API_KEY = "YOUR ZENBASE API KEY"

def api_call(method, endpoint, data=None):
    url = f"{BASE_URL}/{endpoint}"
    headers = {
        "Content-Type": "application/json",
        "Authorization": f"Api-Key {API_KEY}"
    }
    response = requests.request(method, url, headers=headers, data=json.dumps(data) if data else None)
    return response


optimizer_data = {
    "function": function_id,
    "train_set": train_dataset_id,
    "validation_set": validation_dataset_id,
    "test_set": test_dataset_id,
    "parameters": {
        "shots": 5,
        "samples": 5,
        "model_keywords": {
            "temperature": 0.5
        },
        "custom_evaluator": {
            "type": "partial",
            "partial_fields": ["answer"]
        },
    },
    "schedule": {
        "cron": "*/5 * * * *"
    },
    "api_key": API_KEY,
    "model": "MODEL_NAME",
    "optimizer_type": "fewshot",
}
optimizer = api_call("POST", "optimizer-configurations/", optimizer_data)
optimizer_id = optimizer.json()['id']
In this example, the evaluator only compares the answer field between the actual and expected outputs, ignoring other fields.

LLM as Judge Evaluator

This evaluator uses a language model to determine if outputs are semantically equivalent, even when they don’t match exactly. It’s particularly useful for evaluating natural language responses where multiple valid formulations are possible.

Example

Here is an example of how to define llm_as_judge as a custom evaluator when configuring an optimizer. To learn more about optimizers, please refer to Optimizer
import requests
import json

BASE_URL = "https://orch.zenbase.ai/api"
API_KEY = "YOUR ZENBASE API KEY"

def api_call(method, endpoint, data=None):
    url = f"{BASE_URL}/{endpoint}"
    headers = {
        "Content-Type": "application/json",
        "Authorization": f"Api-Key {API_KEY}"
    }
    response = requests.request(method, url, headers=headers, data=json.dumps(data) if data else None)
    return response


optimizer_data = {
    "function": function_id,
    "train_set": train_dataset_id,
    "validation_set": validation_dataset_id,
    "test_set": test_dataset_id,
    "parameters": {
        "shots": 5,
        "samples": 5,
        "model_keywords": {
            "temperature": 0.5
        },
        "custom_evaluator": {
            "type": "llm_as_judge",
            "prompt": "Compare the model's output with the expected output.
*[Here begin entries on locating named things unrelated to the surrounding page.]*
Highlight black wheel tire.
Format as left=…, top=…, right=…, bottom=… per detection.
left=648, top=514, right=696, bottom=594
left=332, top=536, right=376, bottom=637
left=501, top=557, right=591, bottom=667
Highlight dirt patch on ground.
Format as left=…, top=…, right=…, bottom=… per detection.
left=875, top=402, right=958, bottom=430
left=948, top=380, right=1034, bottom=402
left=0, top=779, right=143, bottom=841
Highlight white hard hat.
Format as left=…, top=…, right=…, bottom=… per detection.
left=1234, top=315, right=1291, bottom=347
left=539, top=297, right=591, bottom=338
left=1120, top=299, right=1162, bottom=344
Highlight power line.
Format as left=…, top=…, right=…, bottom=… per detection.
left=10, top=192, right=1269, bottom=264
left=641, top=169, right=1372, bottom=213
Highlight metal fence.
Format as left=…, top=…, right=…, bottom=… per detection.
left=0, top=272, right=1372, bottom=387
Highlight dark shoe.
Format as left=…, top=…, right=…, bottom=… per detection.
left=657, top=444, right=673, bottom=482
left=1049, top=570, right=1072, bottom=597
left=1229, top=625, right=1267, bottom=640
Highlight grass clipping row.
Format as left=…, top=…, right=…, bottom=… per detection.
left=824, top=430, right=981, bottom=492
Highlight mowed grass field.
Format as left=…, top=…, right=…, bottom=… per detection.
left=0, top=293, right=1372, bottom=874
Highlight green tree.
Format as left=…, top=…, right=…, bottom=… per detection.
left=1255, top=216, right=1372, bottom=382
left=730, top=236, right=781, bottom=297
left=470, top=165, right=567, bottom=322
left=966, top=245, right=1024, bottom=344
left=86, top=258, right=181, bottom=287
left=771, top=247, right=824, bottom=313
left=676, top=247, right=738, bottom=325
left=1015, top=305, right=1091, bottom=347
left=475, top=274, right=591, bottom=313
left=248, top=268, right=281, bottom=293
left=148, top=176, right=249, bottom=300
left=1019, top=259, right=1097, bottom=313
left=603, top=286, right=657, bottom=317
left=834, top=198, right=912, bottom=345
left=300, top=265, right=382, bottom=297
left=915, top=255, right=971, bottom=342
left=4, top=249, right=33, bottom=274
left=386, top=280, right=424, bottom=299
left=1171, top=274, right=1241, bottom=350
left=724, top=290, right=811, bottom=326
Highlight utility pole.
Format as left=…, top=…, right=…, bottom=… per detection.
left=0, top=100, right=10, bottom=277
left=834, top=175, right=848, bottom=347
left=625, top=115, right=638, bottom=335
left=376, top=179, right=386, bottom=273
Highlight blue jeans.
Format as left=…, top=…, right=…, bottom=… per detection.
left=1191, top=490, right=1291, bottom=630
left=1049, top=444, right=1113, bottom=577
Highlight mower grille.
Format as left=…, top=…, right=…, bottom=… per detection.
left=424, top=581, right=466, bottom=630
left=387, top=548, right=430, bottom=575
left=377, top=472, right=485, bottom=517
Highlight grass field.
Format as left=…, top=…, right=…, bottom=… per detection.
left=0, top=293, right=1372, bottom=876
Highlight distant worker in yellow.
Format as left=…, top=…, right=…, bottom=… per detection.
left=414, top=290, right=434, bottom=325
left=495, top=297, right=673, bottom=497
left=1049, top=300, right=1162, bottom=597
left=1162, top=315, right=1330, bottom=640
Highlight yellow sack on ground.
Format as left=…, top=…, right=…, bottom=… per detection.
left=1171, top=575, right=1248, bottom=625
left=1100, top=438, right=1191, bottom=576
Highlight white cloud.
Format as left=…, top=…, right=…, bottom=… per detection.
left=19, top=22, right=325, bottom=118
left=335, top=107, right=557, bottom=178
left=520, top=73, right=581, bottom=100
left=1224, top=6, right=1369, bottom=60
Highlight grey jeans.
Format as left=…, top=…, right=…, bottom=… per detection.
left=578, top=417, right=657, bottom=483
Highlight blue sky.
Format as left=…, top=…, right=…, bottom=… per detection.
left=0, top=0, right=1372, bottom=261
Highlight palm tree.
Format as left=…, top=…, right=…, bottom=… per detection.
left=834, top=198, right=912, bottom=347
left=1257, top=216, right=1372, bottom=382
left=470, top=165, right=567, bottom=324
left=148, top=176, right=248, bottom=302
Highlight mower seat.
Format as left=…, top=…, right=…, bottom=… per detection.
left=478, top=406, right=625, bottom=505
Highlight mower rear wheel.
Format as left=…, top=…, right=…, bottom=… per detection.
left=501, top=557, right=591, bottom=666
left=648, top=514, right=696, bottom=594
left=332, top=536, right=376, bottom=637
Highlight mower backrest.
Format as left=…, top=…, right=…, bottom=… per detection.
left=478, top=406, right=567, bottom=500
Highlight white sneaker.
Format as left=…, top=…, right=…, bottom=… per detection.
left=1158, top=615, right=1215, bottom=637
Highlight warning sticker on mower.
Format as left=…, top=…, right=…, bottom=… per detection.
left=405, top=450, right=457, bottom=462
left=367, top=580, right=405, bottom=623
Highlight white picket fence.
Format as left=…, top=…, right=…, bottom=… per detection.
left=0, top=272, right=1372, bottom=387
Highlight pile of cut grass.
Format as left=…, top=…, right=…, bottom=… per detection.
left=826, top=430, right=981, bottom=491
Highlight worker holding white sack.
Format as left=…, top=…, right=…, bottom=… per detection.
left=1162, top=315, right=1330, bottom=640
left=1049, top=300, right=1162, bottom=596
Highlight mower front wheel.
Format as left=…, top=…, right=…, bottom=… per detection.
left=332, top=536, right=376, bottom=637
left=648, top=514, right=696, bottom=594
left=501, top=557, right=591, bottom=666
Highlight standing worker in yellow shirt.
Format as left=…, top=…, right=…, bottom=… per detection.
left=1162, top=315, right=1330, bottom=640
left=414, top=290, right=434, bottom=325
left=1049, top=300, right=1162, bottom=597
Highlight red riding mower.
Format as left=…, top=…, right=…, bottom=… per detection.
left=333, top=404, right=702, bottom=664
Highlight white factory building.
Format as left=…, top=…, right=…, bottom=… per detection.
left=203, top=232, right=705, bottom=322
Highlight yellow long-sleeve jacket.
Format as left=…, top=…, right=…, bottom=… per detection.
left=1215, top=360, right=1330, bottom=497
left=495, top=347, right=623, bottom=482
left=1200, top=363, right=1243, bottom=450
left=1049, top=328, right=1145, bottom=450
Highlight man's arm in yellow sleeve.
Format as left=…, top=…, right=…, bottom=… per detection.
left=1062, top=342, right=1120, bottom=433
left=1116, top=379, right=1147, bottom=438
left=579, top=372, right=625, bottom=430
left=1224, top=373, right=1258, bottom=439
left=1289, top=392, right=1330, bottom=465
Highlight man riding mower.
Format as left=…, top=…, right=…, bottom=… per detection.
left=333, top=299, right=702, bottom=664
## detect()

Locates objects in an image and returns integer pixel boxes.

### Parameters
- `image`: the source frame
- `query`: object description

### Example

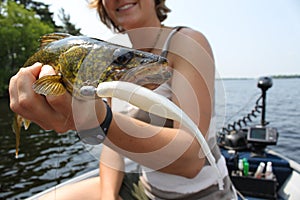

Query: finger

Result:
[9,63,42,107]
[46,92,74,132]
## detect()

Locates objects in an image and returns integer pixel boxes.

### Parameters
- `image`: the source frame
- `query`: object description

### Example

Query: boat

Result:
[27,77,300,200]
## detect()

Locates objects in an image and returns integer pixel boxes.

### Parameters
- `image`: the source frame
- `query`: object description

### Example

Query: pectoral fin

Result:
[32,75,66,96]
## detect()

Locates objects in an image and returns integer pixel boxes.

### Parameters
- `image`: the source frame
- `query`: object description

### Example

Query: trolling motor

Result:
[247,77,278,156]
[218,77,278,156]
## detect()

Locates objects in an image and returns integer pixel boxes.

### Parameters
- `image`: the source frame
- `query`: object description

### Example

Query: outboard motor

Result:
[218,77,278,156]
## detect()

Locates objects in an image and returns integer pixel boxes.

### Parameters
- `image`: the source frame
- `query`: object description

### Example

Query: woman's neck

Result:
[126,21,162,50]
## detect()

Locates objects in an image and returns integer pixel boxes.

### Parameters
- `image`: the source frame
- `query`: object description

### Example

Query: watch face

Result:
[77,126,105,145]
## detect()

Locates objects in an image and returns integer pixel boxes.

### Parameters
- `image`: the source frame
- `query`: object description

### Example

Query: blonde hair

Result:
[89,0,171,32]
Determine if they are semantically equivalent, even if worded differently. Respond in JSON with 'reasoning' (list of points) and 'passed' (boolean).",
        },
    },
    "schedule": {
        "cron": "*/5 * * * *"
    },
    "api_key": API_KEY,
    "model": "MODEL_NAME",
    "optimizer_type": "fewshot",
}
optimizer = api_call("POST", "optimizer-configurations/", optimizer_data)
optimizer_id = optimizer.json()['id']

When to use LLM as Judge Evaluator

The LLM evaluator uses the provided prompt to analyze outputs and determine whether they pass or fail based on comparison with the correct output. This evaluator is especially useful when valid outputs can be expressed in different formats or variations. Example cases where exact_match fails but llm_as_judge passes: Case 1: Question: Who was the first person to walk on the moon? Expected output: Neil Armstrong Actual output: Neil Alden Armstrong Case 2: Question: What caused World War I? Expected output: The assassination of Archduke Franz Ferdinand triggered World War I. Actual output: World War I began after Archduke Franz Ferdinand was killed in Sarajevo in 1914.